至此,以前所有不懂的事儿,所有没吃的委屈,婆婆都会一一的教你明白,这世界上,婆媳大概就是上辈子的仇人。
她疼的歇斯底里,身边就那老大夫陪着,老奶脚不好走路,还在后面慢慢的走着呢。
婆婆抱着那小女娃,小女娃要看花,院子里一圈的花,老大夫修身养性,不多种点儿花,这是不合常理的事儿,因此院子里面,倒是一番好景致。
作者有话要说:
大家要相信我,此文不虐,是逆袭人生的标准打开方式,教科书级别的平凡人生的逆袭,从一无所有到无所畏惧的强大。
别人对我无意中念叨你的名字,我心就抖战,身就沁汗!并不当到别人,只有那有星子的夜里,我才敢低低的喊叫你底名字——《我喜欢你》。
我喜欢过一个正当年华的男孩子,走过一段都很坏的路,发现彼此最糟糕的性格,然后成长到更好,彼此各自安稳度过漫长岁月。
第2章 女孩儿
婆婆年纪不大,可是马永红自从结婚了分家以后,就少见婆婆下地的,无论是什么春夏秋冬的,只要是吃了饭,就得躺着休息,不是心口疼,就是头疼,没有哪天见到人是舒服的。

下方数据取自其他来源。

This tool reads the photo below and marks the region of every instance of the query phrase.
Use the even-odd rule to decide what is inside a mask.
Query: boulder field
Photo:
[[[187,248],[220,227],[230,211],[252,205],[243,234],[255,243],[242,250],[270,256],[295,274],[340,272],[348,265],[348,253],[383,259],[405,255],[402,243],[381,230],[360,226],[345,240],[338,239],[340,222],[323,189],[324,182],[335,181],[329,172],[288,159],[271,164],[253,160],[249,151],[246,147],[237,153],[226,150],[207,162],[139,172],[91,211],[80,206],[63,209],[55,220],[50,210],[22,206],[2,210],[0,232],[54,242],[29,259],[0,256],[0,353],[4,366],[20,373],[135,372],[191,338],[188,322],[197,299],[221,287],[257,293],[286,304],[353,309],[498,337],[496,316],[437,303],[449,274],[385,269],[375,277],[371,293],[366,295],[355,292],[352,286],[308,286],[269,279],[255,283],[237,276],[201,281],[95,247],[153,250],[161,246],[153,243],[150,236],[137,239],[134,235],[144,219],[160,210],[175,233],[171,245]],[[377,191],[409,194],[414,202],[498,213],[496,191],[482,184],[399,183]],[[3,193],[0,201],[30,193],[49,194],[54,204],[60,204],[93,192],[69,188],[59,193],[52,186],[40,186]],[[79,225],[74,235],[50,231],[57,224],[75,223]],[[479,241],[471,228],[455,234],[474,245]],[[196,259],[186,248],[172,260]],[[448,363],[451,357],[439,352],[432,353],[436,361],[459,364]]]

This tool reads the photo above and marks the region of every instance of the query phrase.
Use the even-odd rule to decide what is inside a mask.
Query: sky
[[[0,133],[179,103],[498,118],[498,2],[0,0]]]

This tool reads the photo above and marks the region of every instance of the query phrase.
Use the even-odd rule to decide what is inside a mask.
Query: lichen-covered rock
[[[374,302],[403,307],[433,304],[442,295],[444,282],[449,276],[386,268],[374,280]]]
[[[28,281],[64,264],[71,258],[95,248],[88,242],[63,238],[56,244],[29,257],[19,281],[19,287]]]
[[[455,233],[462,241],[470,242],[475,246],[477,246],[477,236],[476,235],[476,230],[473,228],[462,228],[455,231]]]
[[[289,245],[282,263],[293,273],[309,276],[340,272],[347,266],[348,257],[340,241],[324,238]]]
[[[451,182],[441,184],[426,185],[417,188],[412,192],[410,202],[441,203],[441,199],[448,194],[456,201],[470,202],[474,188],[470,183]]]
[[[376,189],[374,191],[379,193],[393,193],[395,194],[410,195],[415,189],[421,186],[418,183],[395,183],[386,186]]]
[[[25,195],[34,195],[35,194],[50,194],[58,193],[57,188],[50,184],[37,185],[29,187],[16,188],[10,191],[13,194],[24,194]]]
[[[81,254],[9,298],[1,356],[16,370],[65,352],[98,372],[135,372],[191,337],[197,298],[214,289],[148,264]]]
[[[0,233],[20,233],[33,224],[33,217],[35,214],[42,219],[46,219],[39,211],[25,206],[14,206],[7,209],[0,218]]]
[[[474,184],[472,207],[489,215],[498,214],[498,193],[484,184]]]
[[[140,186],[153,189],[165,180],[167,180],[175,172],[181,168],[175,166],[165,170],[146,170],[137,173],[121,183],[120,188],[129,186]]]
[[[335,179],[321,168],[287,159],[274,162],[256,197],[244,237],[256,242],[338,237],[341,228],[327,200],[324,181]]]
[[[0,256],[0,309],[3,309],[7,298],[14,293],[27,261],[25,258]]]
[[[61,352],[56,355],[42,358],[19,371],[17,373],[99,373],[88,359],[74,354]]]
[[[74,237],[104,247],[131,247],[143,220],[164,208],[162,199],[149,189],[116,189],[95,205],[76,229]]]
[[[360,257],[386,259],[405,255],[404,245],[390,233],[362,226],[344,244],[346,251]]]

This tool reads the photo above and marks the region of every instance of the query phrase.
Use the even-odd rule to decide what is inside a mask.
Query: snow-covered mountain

她躺在那里,疼的实在是受不了了,孩子有点胖,她又害怕,身边每个人陪着,不管不顾就喊出来了。
外面婆婆带着小女孩,耳朵就跟没听见一样的,等着老奶拄着拐杖到了,“大东家怎么样了?”
婆婆还是笑眯眯的,牵着小孩儿,“能怎么样呢?生孩子就是了,谁不是这么生的?”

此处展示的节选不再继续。